This will remove the view-source hacks currently exposed, and then anyone can 
"view source."
Jud,

One benefit of the current "trickery" is that it can embellish the source with
color/highlighting and other nice things.  That got turned off or removed at
some point, but it used to render the source much prettier.

I'm not sure you could do that in a protocol handler (it used to be in the
parser because it required some knowledge of html source coding conventions).

How about a generalized mechanism that let's one override the content-type?
Then we could offer features that let the user force a given URL to be displayed
as plain text (or plain text as html, whatever), in cases where the server is
misconfigured/confused?
> view source protocol handler ("view-source")

Is that an officially approved scheme?

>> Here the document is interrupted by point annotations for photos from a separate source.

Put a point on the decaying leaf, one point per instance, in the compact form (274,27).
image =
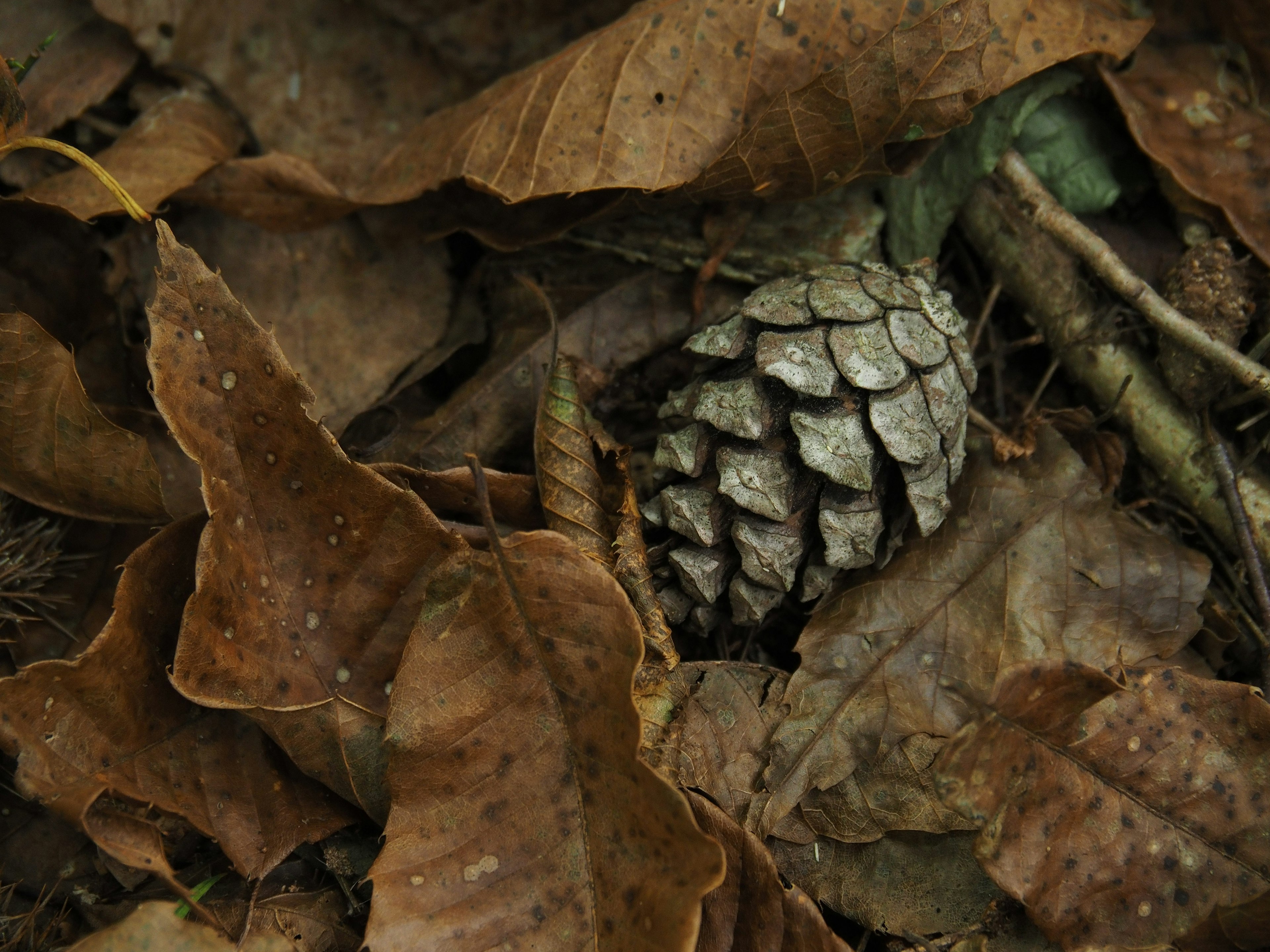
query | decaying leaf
(166,149)
(86,63)
(751,909)
(157,926)
(496,409)
(727,102)
(1196,112)
(359,306)
(1118,813)
(922,883)
(313,568)
(108,724)
(60,452)
(520,812)
(1036,565)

If not, please use the private namespace.

> which fetches url data (hitting the cache if possible) and

For the record: Please pay attention not to worse bug 55583 (i.e. don't make it
harder to fix that bug).

> How about a generalized mechanism that let's one override the content-type?

Nice idea.
OS: Windows 2000 → All
bill: colorization would likely be lost unless we passed some type of cookie 
around in the content type. maybe view-source would be "text/plain/source" or 
something. the parser (or whoever's doing the colorizing) could key off of that 
instead.

Ben:
pick a scheme out of a hat.

IMO, if we do colorizing (lower priority) based on content type, and make 
view-source a protocol handler, 55583 gets fixed for free.
> text/plain/source

Use paramemters: type/plain formatting="source" (or similar, not sure about the
exact syntax)
you're right. sorry:

"text/plain; fmt=source"
Not quite. Read RFC 2646. If we need a proprietary attribute for this value, we
should probably prefix it with something like "moz-". (I don't know of any
convention for naming vendor-specific values to media type attributes.)
cc to self
Is there some reason why we couldn't just emit text/html to support colorized 
text?

It seems as if it should be up to the view-source protocol handler, whether it 
just spit out the source as 'text/plain' or ran it through the parser to gather 
more contextual info and generated text/html to 'pretty print' the source...

-- rick
Hardware: PC → All
hmmm, wouldn't that modify the source itself (whitespace, etc) so a "save as" 
wouldn't work well?
I interpreted Jud's initial comment to mean that he wanted to replace *all* the
special view-source "trickery" with a new protocol handler.  I just wanted to
point out that not all the trickery (code for which might still be there, for
all I know) could go into the protocol handler because it would have to know
about HTML syntax, etc.

But now it seems that some "trickery" will remain outside the protocol handler
(if necessary, to do any special formatting).  So the issue boils down to:

1. Do we move the code that directs the parser/layout to do "view-source"
(whatever that might entail) from the docshell to a new protocol handler?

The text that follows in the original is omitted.